Aziraphale scoffed, actually scoffed, at that, and Crowley was almost certain that he was rolling his eyes – the thought almost made him smile. He really was a bastard.
“Oh, please, darling,” the angel scolded lightly, patting Crowley’s cheek gently, thumbing over the sharpness of his jaw and brushing away dried, flaking-off pieces of shed. “You are beautiful in any form you take. I do not and will not think of you any less, not for your pain, not for your fear, and not for your True Form.”
Crowley’s heart jumped to his throat, and he swallowed it back down, letting out a long, shuddering breath. He couldn’t close his eyes, so he simply turned his face away, tugging away from Aziraphale’s touch even as it seemed to physically burn to do so.
“Okay,” he breathed out, coiling in on himself, inhaling deeply. “Just . . . don’t look.”
And as Aziraphale obeyed, Crowley allowed his scales to begin to shimmer in earnest over his skin.
Notes:
Hope y'all enjoyed!! Please leave a comment if you did, and thank you to everyone who has commented, I love you all <3
Next chapter might take a little bit longer but should still be out soon :)
Chapter 4
Summary:
Per Aziraphale's urging, Crowley allows himself to shift into his True Form.
Notes:
In relation to the methods used in this chapter: if you do have a snake, the best way to help them with their shed would be to give them a bowl with warm water in it to help them during and after the shed! However, in this story, Crowley is too prideful to allow Aziraphale to do such a thing as bathe him. But seriously, if you have a snake in real life, that is a GREAT way to help them shed – though don't try bathing them yourself, just leave it for them to choose what to do.
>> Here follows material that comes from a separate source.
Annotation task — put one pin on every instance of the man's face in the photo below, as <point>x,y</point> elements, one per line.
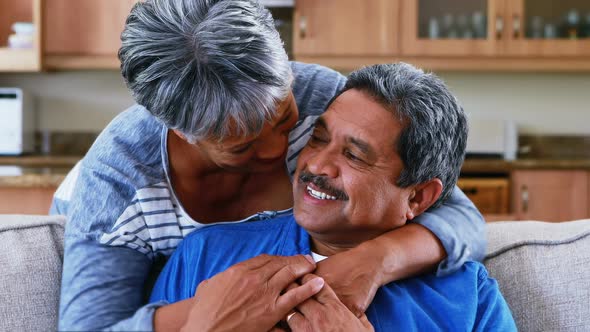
<point>344,187</point>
(Also if you do have a snake pleasepleaseplease send me pictures on my tumblr I will love you forever and ever
edit: to the person who now regularly sends me pictures of their snake i love you forever and ever)This chapter may be a little odd since Crowley is a giant, blind, and exhausted snake, and it's a bit difficult to write his POV with dialogue, descriptions, etc from that angle lol. But I did my best! Any constructive criticism or advice is welcome though.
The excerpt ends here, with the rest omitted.